4.9. Stereological Measurements and Image Analysis

From sorted and aligned stacks, the quantification of injury volume, inflammation, and tissue damage impact is done. The methodology is described in [20]. Briefly, the volume of the injury was lately calculated by the integration of its polynomial fit equation, according to the formula: V = a b A ( x ) d x in which A is the cross-sectional area and x represents the width of the interval [a,b].
To estimate inflammation and tissue damage, Iba1 and IgG staining pictures were used, respectively.

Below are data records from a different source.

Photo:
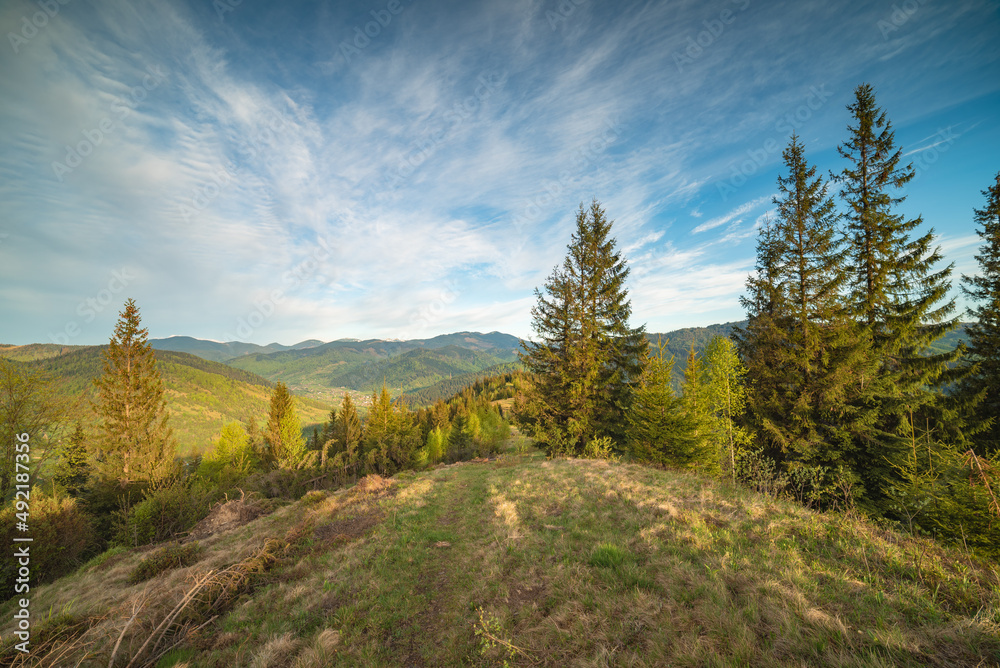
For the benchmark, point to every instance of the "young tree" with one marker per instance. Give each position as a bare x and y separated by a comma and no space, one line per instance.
73,465
284,431
28,405
894,289
136,443
727,398
390,438
587,358
980,388
660,430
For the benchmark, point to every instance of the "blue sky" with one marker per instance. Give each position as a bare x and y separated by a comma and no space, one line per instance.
399,169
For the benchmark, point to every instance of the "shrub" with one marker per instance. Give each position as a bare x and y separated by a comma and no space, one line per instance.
164,559
61,533
165,513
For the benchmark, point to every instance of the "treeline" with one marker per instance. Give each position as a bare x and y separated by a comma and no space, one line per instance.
120,483
486,382
836,389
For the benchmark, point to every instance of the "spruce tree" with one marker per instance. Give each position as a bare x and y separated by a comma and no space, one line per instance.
895,290
133,435
814,416
727,398
980,388
284,431
660,431
73,465
587,357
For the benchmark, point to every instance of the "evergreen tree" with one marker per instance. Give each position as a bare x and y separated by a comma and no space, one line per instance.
696,401
284,431
587,358
659,429
28,405
819,360
894,291
391,440
727,398
136,443
73,465
980,388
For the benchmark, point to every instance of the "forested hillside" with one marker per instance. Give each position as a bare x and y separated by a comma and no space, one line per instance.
202,395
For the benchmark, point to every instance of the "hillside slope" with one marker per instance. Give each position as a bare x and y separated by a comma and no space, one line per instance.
201,395
323,371
543,563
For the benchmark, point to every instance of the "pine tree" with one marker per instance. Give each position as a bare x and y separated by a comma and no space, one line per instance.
133,435
980,387
391,440
727,398
696,401
587,358
73,465
284,431
823,358
659,429
894,290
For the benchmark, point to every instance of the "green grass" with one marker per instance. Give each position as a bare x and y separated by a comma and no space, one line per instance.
577,563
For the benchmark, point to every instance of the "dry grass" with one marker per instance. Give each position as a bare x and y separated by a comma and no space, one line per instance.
577,563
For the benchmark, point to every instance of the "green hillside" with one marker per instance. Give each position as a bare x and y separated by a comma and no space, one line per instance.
325,371
528,562
201,395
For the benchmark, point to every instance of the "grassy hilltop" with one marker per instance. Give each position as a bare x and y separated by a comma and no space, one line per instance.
527,562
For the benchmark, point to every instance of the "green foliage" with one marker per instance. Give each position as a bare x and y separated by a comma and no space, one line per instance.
165,513
660,428
133,435
436,445
164,559
600,448
727,399
895,292
587,357
232,456
287,448
61,533
390,439
72,467
27,406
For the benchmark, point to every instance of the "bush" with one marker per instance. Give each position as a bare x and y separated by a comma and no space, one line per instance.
163,559
165,513
61,532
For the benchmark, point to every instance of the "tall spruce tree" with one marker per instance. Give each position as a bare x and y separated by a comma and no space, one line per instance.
284,430
587,358
133,435
980,387
895,290
816,372
659,429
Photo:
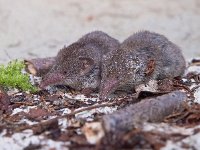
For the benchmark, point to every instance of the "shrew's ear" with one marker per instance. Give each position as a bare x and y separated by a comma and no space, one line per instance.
150,67
87,64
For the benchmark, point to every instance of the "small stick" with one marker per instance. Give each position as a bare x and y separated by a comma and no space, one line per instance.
39,66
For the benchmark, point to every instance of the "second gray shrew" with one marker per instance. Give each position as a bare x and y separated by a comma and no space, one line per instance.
100,63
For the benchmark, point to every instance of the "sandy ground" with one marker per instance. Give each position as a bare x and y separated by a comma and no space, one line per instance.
39,28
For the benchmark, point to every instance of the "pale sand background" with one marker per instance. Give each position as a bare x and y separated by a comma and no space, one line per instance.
39,28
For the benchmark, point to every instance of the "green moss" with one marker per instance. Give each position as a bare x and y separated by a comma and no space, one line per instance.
11,76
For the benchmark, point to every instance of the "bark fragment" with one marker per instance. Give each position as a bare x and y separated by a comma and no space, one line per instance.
39,66
148,110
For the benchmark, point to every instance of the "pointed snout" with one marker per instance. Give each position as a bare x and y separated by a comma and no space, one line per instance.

Briefly, Gaussian blur filter (sigma = 5) was set to facilitate the homogenization and detection of Iba1 and IgG area. After that, a threshold is manually set, selecting the value that better fit in the whole samples, according to the contralateral hemisphere. The image is converted into a binary mask in which the region of interest per slices is automatically identified using the function named “Analyze particles” (size = 1000-infinity). The area was calculated on the region of interest detected by this tool. From these values, the volume of each parameter was calculated by integration of the polynomial fit equation, as previously described.
To analyze the cell-to-cell interaction between microglia and PNN upon CCD, the number and intensity of WFA+ cells was analyzed in the PL, determined by Iba1+ labelling. Briefly, rectangles in both Iba1+ and Iba1− (somatosensory cortex) were selected as regions of interest (ROI) in the ipsilateral and contralateral cortex. To delimit the number of WFA+ cells, the same threshold was established on both ROIs in the Iba1+ or Iba1− area, according to contralateral staining which conforms the intrinsic control in each sample. Once the threshold is selected, we automatically detected the contour of the WFA+ cells, using the tool “Analyze particles” (size = 200-infinity) of ImageJ. The ROIs of each cell were saved and the intensity was measured in the raw images. The data is normalized to the respective contralateral ROIs for each sample, showing the fold change in the graph (mean ± sem).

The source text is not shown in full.